Beyond the beautiful and beneficial shapes we can create with our physical body in asana, and the various nourishing breathing techniques of pranayama, lies one of the most simple and for many, the most challenging practices of all: Mindfulness.
Mindfulness is derived from Buddhist tradition, yet beautifully integrated and aligned with the philosophy and aims of yoga. Mindfulness is a gentle effort to be continuously aware.
It is a conscious direction of your awareness. It is an emotionally non-reactive state, one that witnesses emotions/sensations and actively chooses to allow them to pass through and cease to exist. This frees us from our thoughts, emotions and experiences (whether they are pleasurable or difficult) and transcends any limiting beliefs of judgmental states to heighten our moment to moment focus.

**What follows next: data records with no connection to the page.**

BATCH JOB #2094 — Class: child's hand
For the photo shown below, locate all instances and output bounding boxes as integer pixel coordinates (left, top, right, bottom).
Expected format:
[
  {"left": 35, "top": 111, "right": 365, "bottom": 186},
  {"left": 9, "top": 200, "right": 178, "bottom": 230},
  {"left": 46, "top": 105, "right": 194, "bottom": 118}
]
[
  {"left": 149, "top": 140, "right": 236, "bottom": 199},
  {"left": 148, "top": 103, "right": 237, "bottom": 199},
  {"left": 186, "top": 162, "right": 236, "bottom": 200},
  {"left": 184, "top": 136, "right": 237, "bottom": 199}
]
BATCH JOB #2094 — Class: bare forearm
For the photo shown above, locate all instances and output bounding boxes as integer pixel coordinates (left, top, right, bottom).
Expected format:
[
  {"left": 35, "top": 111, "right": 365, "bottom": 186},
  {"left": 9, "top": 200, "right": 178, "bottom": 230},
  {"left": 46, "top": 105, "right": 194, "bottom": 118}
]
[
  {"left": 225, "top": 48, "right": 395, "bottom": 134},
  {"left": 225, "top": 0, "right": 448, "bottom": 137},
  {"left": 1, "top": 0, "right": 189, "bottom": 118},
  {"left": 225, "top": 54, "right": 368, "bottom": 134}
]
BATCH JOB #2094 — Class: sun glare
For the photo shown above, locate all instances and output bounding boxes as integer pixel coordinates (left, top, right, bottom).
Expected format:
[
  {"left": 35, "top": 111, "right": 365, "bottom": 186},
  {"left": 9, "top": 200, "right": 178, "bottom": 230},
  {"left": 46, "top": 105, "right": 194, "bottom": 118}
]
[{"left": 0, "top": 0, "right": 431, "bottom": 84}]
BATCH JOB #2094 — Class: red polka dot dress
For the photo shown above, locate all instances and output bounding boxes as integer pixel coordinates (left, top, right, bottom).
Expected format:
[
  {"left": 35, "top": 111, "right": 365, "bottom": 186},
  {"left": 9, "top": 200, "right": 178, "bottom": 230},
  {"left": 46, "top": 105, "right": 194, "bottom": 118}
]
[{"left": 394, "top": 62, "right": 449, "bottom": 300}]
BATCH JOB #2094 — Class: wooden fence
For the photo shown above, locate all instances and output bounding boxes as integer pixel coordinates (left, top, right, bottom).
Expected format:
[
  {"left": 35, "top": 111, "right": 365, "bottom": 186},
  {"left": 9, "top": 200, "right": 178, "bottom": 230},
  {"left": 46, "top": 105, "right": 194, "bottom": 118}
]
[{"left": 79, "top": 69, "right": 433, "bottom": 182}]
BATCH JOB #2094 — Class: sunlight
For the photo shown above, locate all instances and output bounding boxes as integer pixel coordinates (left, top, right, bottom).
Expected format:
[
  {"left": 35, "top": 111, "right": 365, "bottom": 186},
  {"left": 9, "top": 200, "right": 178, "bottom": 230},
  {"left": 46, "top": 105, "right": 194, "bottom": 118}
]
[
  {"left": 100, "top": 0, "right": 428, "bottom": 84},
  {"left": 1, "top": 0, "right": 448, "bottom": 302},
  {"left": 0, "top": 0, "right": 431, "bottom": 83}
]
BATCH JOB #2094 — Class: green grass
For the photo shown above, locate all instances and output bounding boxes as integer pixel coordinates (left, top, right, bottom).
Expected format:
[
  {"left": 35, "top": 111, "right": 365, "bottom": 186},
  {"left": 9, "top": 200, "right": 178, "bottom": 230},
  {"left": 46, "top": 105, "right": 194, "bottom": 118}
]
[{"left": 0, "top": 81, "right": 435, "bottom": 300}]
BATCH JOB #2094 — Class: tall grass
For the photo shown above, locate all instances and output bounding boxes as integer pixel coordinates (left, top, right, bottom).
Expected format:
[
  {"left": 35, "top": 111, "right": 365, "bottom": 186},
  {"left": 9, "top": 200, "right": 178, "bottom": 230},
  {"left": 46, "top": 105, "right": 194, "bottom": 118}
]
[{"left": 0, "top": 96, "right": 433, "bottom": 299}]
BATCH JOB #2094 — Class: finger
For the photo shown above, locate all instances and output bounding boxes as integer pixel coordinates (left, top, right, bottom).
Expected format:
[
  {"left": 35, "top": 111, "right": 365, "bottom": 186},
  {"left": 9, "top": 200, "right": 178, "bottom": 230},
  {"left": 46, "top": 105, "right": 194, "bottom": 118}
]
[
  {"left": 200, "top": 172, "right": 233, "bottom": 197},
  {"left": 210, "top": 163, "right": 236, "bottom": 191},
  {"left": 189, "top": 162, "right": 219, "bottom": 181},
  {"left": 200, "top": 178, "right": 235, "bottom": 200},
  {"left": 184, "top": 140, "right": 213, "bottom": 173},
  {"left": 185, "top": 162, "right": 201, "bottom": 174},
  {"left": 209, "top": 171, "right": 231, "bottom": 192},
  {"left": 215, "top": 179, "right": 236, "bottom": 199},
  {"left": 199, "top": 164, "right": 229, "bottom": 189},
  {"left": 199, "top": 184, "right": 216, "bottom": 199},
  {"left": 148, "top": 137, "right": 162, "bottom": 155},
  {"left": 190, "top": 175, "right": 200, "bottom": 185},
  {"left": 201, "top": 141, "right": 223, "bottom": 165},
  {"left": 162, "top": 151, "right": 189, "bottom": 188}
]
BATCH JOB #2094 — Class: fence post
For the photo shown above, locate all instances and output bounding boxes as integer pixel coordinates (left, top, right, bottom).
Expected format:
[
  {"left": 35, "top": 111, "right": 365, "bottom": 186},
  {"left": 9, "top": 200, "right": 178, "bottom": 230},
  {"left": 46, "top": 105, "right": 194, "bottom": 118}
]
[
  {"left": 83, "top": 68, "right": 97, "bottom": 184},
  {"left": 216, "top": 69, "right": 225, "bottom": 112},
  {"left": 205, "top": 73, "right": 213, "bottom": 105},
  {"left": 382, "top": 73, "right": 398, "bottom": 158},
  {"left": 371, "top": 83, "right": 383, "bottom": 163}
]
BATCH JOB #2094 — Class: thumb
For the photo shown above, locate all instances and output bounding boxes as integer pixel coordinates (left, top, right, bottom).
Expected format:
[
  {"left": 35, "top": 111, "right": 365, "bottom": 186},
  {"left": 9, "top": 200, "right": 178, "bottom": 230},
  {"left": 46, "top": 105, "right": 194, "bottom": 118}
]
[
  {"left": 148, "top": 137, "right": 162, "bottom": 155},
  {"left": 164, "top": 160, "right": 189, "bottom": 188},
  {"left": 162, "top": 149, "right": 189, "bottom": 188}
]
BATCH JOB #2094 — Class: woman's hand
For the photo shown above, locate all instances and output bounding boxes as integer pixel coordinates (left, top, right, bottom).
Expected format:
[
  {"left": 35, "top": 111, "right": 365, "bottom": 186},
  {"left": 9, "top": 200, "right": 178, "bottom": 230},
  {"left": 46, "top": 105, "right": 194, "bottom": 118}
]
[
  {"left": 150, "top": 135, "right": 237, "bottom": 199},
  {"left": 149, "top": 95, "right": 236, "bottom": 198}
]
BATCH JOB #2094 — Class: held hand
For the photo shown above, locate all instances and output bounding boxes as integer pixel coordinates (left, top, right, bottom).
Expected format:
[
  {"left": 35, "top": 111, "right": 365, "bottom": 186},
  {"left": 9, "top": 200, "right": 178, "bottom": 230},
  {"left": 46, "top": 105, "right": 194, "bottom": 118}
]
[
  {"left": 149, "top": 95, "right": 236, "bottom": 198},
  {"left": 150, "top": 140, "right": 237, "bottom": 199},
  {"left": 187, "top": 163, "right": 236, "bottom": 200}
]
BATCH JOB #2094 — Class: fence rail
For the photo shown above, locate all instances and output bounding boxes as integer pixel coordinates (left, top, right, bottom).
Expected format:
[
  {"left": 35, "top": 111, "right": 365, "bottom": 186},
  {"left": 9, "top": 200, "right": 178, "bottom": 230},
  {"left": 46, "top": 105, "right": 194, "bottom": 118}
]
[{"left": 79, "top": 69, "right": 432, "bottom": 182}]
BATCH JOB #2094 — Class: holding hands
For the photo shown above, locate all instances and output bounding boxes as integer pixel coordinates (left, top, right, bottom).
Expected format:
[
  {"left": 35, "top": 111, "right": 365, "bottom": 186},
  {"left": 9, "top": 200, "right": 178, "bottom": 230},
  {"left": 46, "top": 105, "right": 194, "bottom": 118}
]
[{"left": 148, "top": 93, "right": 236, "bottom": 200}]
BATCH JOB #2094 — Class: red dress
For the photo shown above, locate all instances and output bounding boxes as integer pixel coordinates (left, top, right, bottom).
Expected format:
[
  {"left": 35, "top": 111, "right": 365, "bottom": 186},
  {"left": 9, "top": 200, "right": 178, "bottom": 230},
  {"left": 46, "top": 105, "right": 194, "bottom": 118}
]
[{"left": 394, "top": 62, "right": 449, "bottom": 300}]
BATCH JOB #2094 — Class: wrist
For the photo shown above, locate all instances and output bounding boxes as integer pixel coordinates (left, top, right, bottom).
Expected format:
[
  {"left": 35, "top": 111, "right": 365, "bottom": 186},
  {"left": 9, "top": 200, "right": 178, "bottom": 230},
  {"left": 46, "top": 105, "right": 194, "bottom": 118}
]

It is the art of attention; the fullness of living in the present moment and the sweetness of living in those moments with ease and gratitude.
Mindfulness is free and available to all those who commit to the practice. Most importantly, mindfulness is not only for the elite or for when you are on your yoga mat.
As many of you reading this already know, the true reflection of our yoga practice is demonstrated off the mat -- in the moments far from the comfort of our yoga teachers and studio community. Our true character shines through during the moments when we are asked to ignite our inner strength (similarly as we do when we go upside down) or find guidance through calm rhythmic breathing (similar to the flow we cultivate during dynamic sun salutations).
These experiences are when we get to bear the fruits of our labor from our consistent practice of asana, pranayama and meditation to elevate our lives every single second, of every single day.
Here are 5 simple ways to practice mindfulness and enhance everyday through subtle, non-judgmental and open-hearted living.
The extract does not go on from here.